In a time where stress and digital distraction are ubiquitous, there’s a poignant need to foster environments where students can truly be present—not just physically but emotionally and intellectually. By fostering engagement and community, we are doing more than teaching a subject; we are facilitating the lifelong process of learning and resilience.

After sending the email, I was genuinely touched by the palpable shift that occurred in our classroom. I found that students took the message to heart; the glow of phone screens and laptops during class has been notably absent. Instead, my students seem more present—both physically and emotionally—and engaged with the material and with each other in a more authentic way.

What is particularly striking for me is the newfound engagement in nondigital classroom resources. Students began to make active use of the board, scribbling questions, jotting down thoughts, or even diagramming concepts for their peers to see.

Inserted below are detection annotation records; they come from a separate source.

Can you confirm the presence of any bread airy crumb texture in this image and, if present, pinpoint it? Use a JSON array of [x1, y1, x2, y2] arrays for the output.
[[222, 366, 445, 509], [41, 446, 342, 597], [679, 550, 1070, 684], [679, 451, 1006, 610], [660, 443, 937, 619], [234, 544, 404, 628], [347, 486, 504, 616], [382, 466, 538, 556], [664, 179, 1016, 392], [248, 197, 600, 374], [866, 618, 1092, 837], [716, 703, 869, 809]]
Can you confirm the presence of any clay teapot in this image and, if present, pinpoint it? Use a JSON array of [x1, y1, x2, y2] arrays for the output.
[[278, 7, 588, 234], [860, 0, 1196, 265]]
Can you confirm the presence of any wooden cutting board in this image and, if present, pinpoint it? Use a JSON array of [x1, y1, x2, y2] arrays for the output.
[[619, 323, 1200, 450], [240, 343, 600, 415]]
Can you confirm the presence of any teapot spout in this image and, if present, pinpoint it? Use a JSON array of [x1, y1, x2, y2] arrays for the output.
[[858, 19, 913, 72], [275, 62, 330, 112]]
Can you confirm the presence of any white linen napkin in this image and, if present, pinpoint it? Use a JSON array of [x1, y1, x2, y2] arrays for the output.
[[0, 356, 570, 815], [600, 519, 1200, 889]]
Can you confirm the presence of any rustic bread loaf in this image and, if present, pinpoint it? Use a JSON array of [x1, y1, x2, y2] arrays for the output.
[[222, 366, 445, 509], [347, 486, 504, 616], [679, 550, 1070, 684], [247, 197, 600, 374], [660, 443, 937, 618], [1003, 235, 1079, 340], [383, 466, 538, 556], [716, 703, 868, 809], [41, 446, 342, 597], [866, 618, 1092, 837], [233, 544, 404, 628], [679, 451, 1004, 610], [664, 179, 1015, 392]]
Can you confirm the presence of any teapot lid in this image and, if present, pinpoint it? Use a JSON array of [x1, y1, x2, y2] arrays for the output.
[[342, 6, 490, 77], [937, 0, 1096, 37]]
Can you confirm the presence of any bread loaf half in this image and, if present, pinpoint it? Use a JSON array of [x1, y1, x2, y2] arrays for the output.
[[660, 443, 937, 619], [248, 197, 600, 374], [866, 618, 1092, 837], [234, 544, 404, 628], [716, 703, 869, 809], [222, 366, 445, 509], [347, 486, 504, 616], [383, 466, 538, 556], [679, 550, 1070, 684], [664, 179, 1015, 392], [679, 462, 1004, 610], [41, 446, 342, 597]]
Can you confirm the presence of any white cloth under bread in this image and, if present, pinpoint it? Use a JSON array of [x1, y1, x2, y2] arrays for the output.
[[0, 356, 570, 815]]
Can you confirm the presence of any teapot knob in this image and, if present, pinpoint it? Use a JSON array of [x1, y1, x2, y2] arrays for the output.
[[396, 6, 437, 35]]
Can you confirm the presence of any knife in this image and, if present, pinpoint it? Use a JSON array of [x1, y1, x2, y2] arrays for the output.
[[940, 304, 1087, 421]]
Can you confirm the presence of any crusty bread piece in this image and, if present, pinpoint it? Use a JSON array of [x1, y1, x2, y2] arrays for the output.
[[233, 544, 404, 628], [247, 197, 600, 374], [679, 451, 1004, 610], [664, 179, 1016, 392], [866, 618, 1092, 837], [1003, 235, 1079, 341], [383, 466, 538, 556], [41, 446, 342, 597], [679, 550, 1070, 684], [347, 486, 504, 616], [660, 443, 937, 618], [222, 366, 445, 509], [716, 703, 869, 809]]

I feel that this change didn’t merely signify reduced digital distraction; it signified an elevated state of collective engagement. The classroom is slowly but surely becoming a space where students could interact more genuinely, and this transformation has served as a real-time case study for the principles we’d been discussing: resilience, community, and being present. This case has provided me with “evidence” that shifts in behavior, however small, could indeed lead to a change in the classroom atmosphere, subsequently affecting individual and collective resilience positively.

Mays Imad, PhD, is an associate professor of biology and equity pedagogy at Connecticut College. Previously, she taught for 14 years at Pima Community College, where she also founded the teaching and learning center. She is a Gardner Institute Fellow for Undergraduate Education, an AAC&U Senior STEM Fellow, and a Mind and Life Institute Fellow.